La “paleodieta” ofrece, como ventaja a deportistas,
un buen aporte de aminoácidos de cadena ramificada ó BCAA (isoleucina, leucina
y valina), lo que colabora con la recuperación de tejido muscular; la
adecuación que se debe hacer es seleccionar carnes magras (bajas en grasas, las
mejores opciones son carnes blancas y claras de huevo). Hoy sabemos que deben
consumirse conjuntamente con hidratos de carbono inmediatamente después de
finalizar la sesión de entrenamiento, para acelerar el proceso de recuperación. En la era paleolítica, las carnes eran mucho más
magras que actualmente debido a que era “carne de animales salvajes”, a
diferencia de lo que podemos encontrar en el mercado hoy día.
Cuando hablamos de The China Study encontramos
una controversia cuando hablamos del ph, ya que se sugiere que una acidosis
metabólica generada por gran consumo de proteínas de origen animal se asocian a
diversas patologías. Los que defienden la postura paleolítica afirman que, al
consumir carnes magras, de alto contenido en aminoácidos ramificados,
conjuntamente con la disminución de la sal, azúcares refinados, cereales
procesados y el aumento en consumo de verduras, ocasionaría un equilibrio ácido/base
y de esta forma evitaríamos algunos riesgos derivados del alto consumo de
proteínas animales como podría ser una osteopenia.
Los carbohidratos son la fuente de energía para los
músculos en actividad y también para todas las células. Lo que observamos
complicado en la postura “paleolítica” es cubrir el elevado requerimiento de carbohidratos
en deportistas que entrenan diariamente o en más de una sesión al día y que
manejan altas intensidades, ya que incurren en una diaria disminución de sus
depósitos glucogénicos. El metabolismo de las grasas es muy lento, y si bien es
un gran depósito de energía de reserva en el organismo no es energía fácilmente utilizable por los músculos en actividad y
las proteínas cumplen funciones de construcción y reparación de tejidos;
algunos estudios sugieren que un 2 a 3% pueden ser utilizadas como energía en
ejercicios de larga duración (ultramaratón, ironman), y/o cuando no hay un buen
aporte de carbohidratos previos a la actividad. Si bien para la paleodieta
están aceptados alimentos como frutas secas o deshidratadas, papas, y bananas,
creemos difícil poder cubrir la necesidad glucogénica en ciertos deportes como
maratonistas, triatletas, ciclistas o nadadores.

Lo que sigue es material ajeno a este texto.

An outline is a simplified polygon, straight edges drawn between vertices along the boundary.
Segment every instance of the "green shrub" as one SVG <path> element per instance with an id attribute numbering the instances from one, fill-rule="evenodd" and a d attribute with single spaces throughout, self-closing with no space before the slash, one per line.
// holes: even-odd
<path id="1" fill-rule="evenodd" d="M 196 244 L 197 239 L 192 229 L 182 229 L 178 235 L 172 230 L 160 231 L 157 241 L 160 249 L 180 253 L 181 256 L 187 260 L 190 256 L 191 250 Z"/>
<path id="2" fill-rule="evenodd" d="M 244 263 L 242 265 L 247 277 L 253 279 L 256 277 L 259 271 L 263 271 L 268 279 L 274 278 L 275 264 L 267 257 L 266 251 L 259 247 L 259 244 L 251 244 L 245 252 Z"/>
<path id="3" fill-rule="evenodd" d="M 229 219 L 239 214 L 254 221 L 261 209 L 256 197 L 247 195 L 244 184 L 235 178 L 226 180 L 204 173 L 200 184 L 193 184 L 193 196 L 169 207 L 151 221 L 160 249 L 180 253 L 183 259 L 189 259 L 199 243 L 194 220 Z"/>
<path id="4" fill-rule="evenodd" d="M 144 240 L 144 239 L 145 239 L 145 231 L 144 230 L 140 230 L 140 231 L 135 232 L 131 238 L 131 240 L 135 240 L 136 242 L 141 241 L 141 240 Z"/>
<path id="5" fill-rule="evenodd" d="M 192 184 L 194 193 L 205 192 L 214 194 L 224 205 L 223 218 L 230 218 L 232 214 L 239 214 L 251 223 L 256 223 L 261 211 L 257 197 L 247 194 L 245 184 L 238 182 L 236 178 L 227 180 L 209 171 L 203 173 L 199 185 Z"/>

Por lo expuesto anteriormente los deportistas que adhieran a una “dieta paleo”,
deben hacer una adaptación en particular en los momentos del antes, durante y después
del ejercicio, sumando una adecuada proporción de alimentos con carbohidratos. Las
ingestas previas al entrenamiento deben ser con alimentos altos en carbohidratos
y bajos en grasas, adaptando la hidratación y la comida seleccionada durante el
entrenamiento, dependiendo de tipo de ejercicio, intensidad y duración y
ajustando proporciones de carbohidratos y proteínas en el post-entrenamiento
inmediato, para acelerar el proceso de recuperación muscular y energética.
Algunos alimentos restringidos en la dieta paleo
como cereales, lácteos, frutas y verduras de alto índice glucémico, legumbres
pueden ser útiles para incluirlas en determinados momentos del día, en función
de los horarios del entrenamiento y otras características del mismo como son la
intensidad, duración y cantidad de estímulos físicos del día y de la semana,
por lo tanto concluimos diciendo como siempre que una alimentación variada, respetando el “timing” en la ingesta de
nutrientes, adecuada e individualizada a cada deportista y a cada momento del
ciclo de entrenamiento, es la mejor alternativa para mantenernos sanos y mejorar el rendimiento deportivo en el largo plazo.